Emelia Surridge

Personal information
- Full name: Emelia Brigid Surridge
- Born: 23 September 2004 (age 21) Christchurch, New Zealand

Sport
- Sport: Field hockey
- Position: Forward

Senior career
- Years: Team / Caps / Goals
- 2024–: Southern Alpiners / - / -

National team
- Years: Team / Caps / Goals
- 2023–: New Zealand U–21 / 3 / (1)
- 2025–: New Zealand / 6 / (1)

Medal record
Women's field hockey
Representing New Zealand
FIH Nations Cup
| Gold medal – first place | 2024–25 Santiago |  |
Junior Oceania Cup
| Silver medal – second place | 2025 Auckland |  |

= Emelia Surridge =

New Zealand field hockey player (born 2001)

Emelia 'Mezzy' Brigid Surridge (born 23 September 2004) is a field hockey player from New Zealand.

==Personal life==
Emelia Surridge was born and raised in Christchurch, New Zealand. She is an alumna of St Margaret's College.

==Career==
===National league===
In the Premier Hockey League, Surridge plays for the Southern Alpiners.
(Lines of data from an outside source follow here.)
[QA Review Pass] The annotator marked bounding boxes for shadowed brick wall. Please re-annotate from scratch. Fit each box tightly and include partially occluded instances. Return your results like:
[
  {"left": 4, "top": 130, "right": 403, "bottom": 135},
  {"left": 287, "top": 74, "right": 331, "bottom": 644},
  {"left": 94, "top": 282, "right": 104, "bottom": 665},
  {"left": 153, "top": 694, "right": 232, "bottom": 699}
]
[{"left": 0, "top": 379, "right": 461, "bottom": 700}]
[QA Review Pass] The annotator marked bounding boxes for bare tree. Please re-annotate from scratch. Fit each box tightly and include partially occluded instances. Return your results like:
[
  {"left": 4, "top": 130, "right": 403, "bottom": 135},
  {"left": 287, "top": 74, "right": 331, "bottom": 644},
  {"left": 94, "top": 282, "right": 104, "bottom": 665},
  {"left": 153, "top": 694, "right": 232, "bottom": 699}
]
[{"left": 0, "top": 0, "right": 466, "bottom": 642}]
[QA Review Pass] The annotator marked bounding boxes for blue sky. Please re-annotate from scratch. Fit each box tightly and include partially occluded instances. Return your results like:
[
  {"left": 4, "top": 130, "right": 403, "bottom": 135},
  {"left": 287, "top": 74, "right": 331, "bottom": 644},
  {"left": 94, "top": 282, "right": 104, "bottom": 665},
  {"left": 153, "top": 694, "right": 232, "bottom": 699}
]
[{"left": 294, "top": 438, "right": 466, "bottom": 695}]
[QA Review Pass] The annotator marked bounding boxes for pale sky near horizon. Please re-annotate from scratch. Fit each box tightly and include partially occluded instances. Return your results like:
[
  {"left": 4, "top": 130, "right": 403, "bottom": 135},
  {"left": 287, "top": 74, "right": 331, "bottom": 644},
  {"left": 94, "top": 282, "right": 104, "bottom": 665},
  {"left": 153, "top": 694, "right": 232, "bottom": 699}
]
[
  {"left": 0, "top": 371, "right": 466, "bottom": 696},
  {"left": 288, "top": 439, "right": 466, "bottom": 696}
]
She has also previously represented Canterbury in the Ford National Hockey Championship.

===Under–21===
Surridge has been a member of the Junior Black Sticks squad since 2023. She was a reserve player for the 2023 FIH Junior World Cup in Santiago.

In 2025 she was named in the squad to participate in the Junior Oceania Cup in Auckland.

===Black Sticks===
Surridge received her first call-up into the Black Sticks squad in 2024. She made her senior international debut in 2025, during a test series against the United States in Auckland.